Der Unterfahrschutz am Heck soll etwas SUV-Romantik unter den Renault Espace bringen.
(Foto: Holger Preiss)
Renault hat es schon immer verstanden, mit seinen Concept Cars auf Messen die Aufmerksamkeit auf sich zu ziehen. So auch mit dem Renault Espace, der 2013 auf der IAA in Frankfurt für Furore sorgte. Allerdings war man sich damals schon einig, dass auch dieses Gefährt so nicht aus den Produktionshallen des französischen Staatskonzerns rollen wird: schwebende Sitzschalen, eine ebenso fliegende Mittelkonsole, Portaltüren und eine für einen Van unglaublich dynamische Silhouette zierten das Show Car seinerzeit. Umso größer war das Erstaunen, als der Espace in der vierten Generation in den Handel kam. Bis auf die schwebenden Sitze und die Portaltüren war fast alles so wie beim Konzept.
Stellt sich die Frage, ob dieses wunderbare Space Car auch noch einen Praxiswert hat. Denn letztlich ist es ja so, dass die Klasse der Vans als Raum- und damit als Nutzwunder erfunden wurde. Zugegeben, in den letzten Jahren sind die Familienlaster immer mehr von den SUV verdrängt worden. Auch sie bieten in der Regel Platz und eine erhöhte Sitzposition. Und dennoch, so ein Van hat noch mal eine andere Dimension. Noch dazu, wenn er wie der Espace mit angedeutetem Unterfahrschutz an Front und Heck zum Praxistest bei n-tv.de vorfährt.
Raumschiff aus einer anderen Welt

Die Fahrmodi werden mit unterschiedlichen Farben in der Ambientebeleuchtung und in der Matrix untermalt.
(Foto: Holger Preiss)
Allein wenn man das Raumschiff besteigt, tritt man in eine andere Autowelt ein. Leuchtstreifen um die schwebende Mittelkonsole und in der Armatur bezirzen das Auge mit der Farbe des zuletzt gewählten Fahrmodus. Fünf stellt Renault zur Verfügung: Eco (grün), Neutral (blau), Komfort (violett), Sport (rot) und Individual (nach Wunsch). Doch bevor wir weiter in Farbe und Form des Franzosen schwelgen, sehen wir uns die Fahrmodi etwas genauer an und vor allem wie sie in dem von einem 1,6 Liter Diesel befeuerten Wagen wirken.
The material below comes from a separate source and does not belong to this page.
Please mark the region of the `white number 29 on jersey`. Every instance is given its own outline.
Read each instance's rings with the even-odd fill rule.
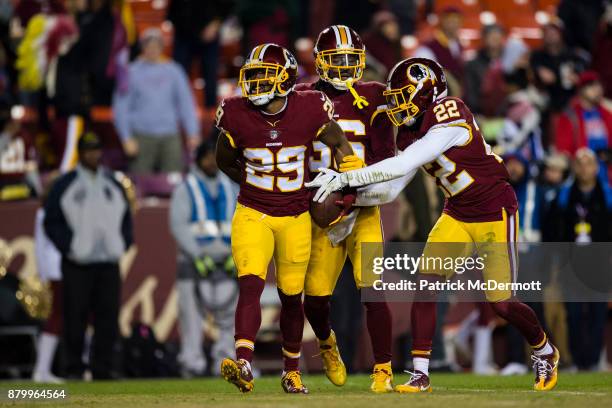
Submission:
[[[353,133],[355,136],[365,136],[366,128],[365,124],[360,120],[347,120],[338,119],[338,125],[344,131],[344,133]],[[353,152],[361,160],[365,161],[365,146],[361,142],[350,142]],[[314,155],[319,156],[318,159],[314,157],[310,158],[310,171],[317,171],[320,168],[332,167],[332,154],[331,149],[327,145],[319,140],[312,142],[312,150]]]
[[[246,182],[272,191],[274,185],[282,192],[296,191],[304,184],[304,159],[306,146],[283,147],[276,155],[268,148],[248,148],[243,153],[246,159]],[[293,173],[294,177],[274,176],[274,168],[281,173]]]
Die wohl augenfälligste Spreizung erfährt das Fahrverhalten zwischen Sport und Komfort. Während das Lounge-Programm für ein sehr weiches Ausfedern sorgt, bewirkt das Sportprogramm genau das Gegenteil. Es strafft Federung und Gaskennlinie und macht den Sound des 160 PS starken Selbstzünders deutlich aggressiver. Ob man das mag, dürfte individuell recht unterschiedlich sein. Keine Fragen sollte aber der Wechsel zwischen den beiden Programmen aufwerfen, wenn es über mit Bodenwellen gespickte Landstraßen geht. Hier schaukelt sich das Raumschiff im Komfort-Modus so zurecht, dass die Insassen den Eindruck gewinnen in einen Meteoritensturm geraten zu sein. Will der Pilot wieder Ruhe ins Schiff bringen, sollte er zwingend auf Normal oder Sport schalten. Zumal das Handling gerade bei häufigen Lastwechseln einfach besser ist. Die Lenkung arbeitet zwar ausreichend präzise und bietet ausreichende Rückstellkräfte, aber der Espace ist schon sehr lang und mit einem Radstand von 2,88 Meter kein wirklicher Kurvenräuber.
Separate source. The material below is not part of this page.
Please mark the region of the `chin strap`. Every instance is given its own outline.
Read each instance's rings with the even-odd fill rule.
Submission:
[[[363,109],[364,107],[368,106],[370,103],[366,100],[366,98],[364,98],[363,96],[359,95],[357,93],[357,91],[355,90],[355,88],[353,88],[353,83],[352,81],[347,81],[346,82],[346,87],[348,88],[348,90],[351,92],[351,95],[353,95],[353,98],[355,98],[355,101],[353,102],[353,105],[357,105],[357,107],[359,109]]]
Indifferentes Ansprechverhalten
Schade ist, dass auch der Sportmodus es nicht vermag, dass etwas indifferente Ansprechverhalten des Gaspedals in den Griff zu bekommen. Wer gewillt ist an der Kreuzung den schnellen Start zu proben, wird von einem großen Loch enttäuscht. Denn selbst wenn der rechte Fuß das Gaspedal schon tief ins Blech presst, nimmt sich der Turbo Zeit, bevor die Druckwelle nach vorn geht und die 380 Newtonmeter Drehmoment bereitgestellt werden, um den 1,7 Tonnen schweren Espace anzuschieben. Laut Datenblatt sind sie bereits ab 1750 Kurbelwellenumdrehungen vorhanden, spürbar werden sie aber erst knapp unter der 3000. Ähnlich phänomenal reagiert der Turbo bei leichtem Gasfuß, wenn man das Pedal streichelt, um den 4,86 Meter langen Van in eine Parklücke zu schieben. Trotz größter Vorsicht ruckt der Wagen wie ein bockiges Zicklein plötzlich an, wenn der Turbo mit Luft gefüllt ist.
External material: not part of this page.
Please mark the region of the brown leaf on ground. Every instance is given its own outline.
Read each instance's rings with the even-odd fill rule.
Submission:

Das Ledergestühl mit Massagefunktion auf den vorderen Plätzen lässt im Renault Espace keine Wünsche offen.
(Foto: Holger Preiss)
Die Paradedisziplin des französischen Raumwunders ist aber mit Sicherheit die Langstrecke. Auf Autobahnen gleitet er, die sechs Stufen des Doppelkupplungsgetriebes sanft ausrollend, bis zu einer Geschwindigkeit von 200 km/h geräuscharm dahin und selbst der Common-Rail-Diesel singt sehr leise sein raues Lied und genehmigt sich im Schnitt 7,4 Liter. Hier macht sich auch der Komfortmodus bezahlt, lediglich die großen 19-Zoll-Räder – die den Espace wuchtig und dennoch dynamisch dastehen lassen – geben ab und zu Rückmeldung über die eine oder andere Querfuge.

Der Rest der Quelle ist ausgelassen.